Department of Biostatistics, St. Jude Children's Research Hospital, Memphis, USA; Department of Acute and Tertiary Care, University of Tennessee Health Science Center, Memphis, USA.
Department of Mathematics, University of Memphis, Memphis, USA.
Methods. 2018 Aug 1;145:76-81. doi: 10.1016/j.ymeth.2018.05.011. Epub 2018 May 17.
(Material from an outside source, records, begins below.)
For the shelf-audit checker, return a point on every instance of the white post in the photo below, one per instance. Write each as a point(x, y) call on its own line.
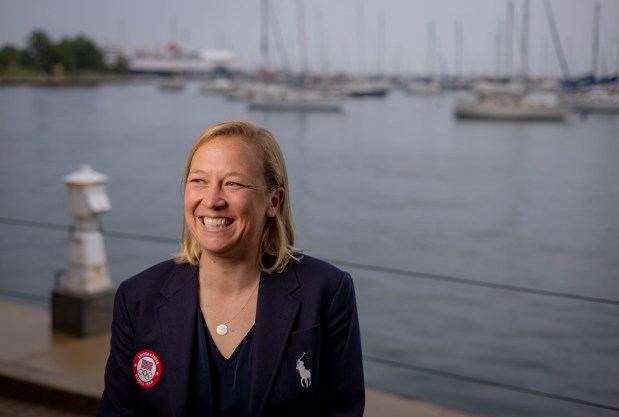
point(86, 200)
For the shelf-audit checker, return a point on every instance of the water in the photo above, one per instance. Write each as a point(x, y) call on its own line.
point(394, 182)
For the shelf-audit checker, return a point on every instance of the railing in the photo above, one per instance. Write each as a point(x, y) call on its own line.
point(373, 268)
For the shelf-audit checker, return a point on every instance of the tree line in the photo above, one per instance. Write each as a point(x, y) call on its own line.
point(41, 55)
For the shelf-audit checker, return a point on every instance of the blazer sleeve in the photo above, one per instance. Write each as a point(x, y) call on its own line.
point(119, 394)
point(346, 393)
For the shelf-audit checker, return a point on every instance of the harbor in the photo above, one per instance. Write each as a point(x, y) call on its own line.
point(480, 216)
point(468, 185)
point(47, 373)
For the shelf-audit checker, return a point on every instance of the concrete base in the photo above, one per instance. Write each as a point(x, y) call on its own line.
point(82, 314)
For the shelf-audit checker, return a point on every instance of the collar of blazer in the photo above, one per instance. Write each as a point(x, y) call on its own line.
point(275, 316)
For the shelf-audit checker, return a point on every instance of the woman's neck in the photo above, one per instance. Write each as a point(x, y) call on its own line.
point(225, 276)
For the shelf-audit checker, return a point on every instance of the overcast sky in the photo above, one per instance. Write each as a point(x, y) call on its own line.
point(359, 36)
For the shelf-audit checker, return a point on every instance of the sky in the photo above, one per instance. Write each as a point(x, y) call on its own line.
point(440, 37)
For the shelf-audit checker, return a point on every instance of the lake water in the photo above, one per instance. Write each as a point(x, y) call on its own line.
point(395, 183)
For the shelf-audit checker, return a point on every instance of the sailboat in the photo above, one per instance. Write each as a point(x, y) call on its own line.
point(511, 101)
point(286, 97)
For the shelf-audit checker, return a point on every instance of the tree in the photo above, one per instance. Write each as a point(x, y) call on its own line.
point(9, 56)
point(40, 50)
point(88, 57)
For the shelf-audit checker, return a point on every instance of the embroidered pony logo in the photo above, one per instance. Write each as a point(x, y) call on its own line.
point(305, 374)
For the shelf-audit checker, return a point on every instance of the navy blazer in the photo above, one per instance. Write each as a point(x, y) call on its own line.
point(307, 311)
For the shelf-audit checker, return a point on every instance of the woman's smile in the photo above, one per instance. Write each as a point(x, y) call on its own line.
point(216, 222)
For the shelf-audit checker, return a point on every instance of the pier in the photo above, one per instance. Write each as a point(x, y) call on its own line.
point(49, 373)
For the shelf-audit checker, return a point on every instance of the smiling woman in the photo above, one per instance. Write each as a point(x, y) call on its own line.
point(239, 323)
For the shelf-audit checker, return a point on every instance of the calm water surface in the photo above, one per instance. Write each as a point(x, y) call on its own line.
point(394, 182)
Evaluating the differential expression of a set of genes belonging to a common biological process or ontology has proven to be a very useful tool for biological discovery. However, existing gene-set association methods are limited to applications that evaluate differential expression across k⩾2 treatment groups or biological categories. This limitation precludes researchers from most effectively evaluating the association with other phenotypes that may be more clinically meaningful, such as quantitative variables or censored survival time variables. Projection onto the Orthogonal Space Testing (POST) is proposed as a general procedure that can robustly evaluate the association of a gene-set with several different types of phenotypic data (categorical, ordinal, continuous, or censored). For each gene-set, POST transforms the gene profiles into a set of eigenvectors and then uses statistical modeling to compute a set of z-statistics that measure the association of each eigenvector with the phenotype. The overall gene-set statistic is the sum of squared z-statistics weighted by the corresponding eigenvalues. Finally, bootstrapping is used to compute a p-value. POST may evaluate associations with or without adjustment for covariates. In simulation studies, it is shown that the performance of POST in evaluating the association with a categorical phenotype is similar to or exceeds that of existing methods. In evaluating the association of 875 biological processes with the time to relapse of pediatric acute myeloid leukemia, POST identified the well-known oncogenic WNT signaling pathway as its top hit. These results indicate that POST can be a very useful tool for evaluating the association of a gene-set with a variety of different phenotypes. We have developed an R package named POST which is freely available in Bioconductor.
评估属于共同生物过程或本体的一组基因的差异表达已被证明是生物发现的非常有用的工具。然而,现有的基因集关联方法仅限于评估 k ⩾ 2 个处理组或生物类别之间的差异表达的应用。这种限制排除了研究人员从最有效的评估与其他可能更具临床意义的表型(如定量变量或删失生存时间变量)的关联。正交空间检验(POST)被提议作为一种通用程序,可以稳健地评估基因集与几种不同类型的表型数据(分类、有序、连续或删失)的关联。对于每个基因集,POST 将基因谱转换为一组特征向量,然后使用统计建模来计算一组 z 统计量,以衡量每个特征向量与表型的关联。总体基因集统计量是加权特征值的平方 z 统计量的总和。最后,使用引导来计算 p 值。POST 可以在不调整协变量的情况下评估关联,也可以在调整协变量的情况下评估关联。在模拟研究中,POST 评估与分类表型关联的性能与现有方法相似或超过现有方法。在评估 875 个生物学过程与儿科急性髓系白血病复发时间的关联时,POST 将著名的致癌 WNT 信号通路确定为其最佳命中。这些结果表明,POST 可以成为评估基因集与各种不同表型关联的非常有用的工具。我们开发了一个名为 POST 的 R 包,该包在 Bioconductor 中免费提供。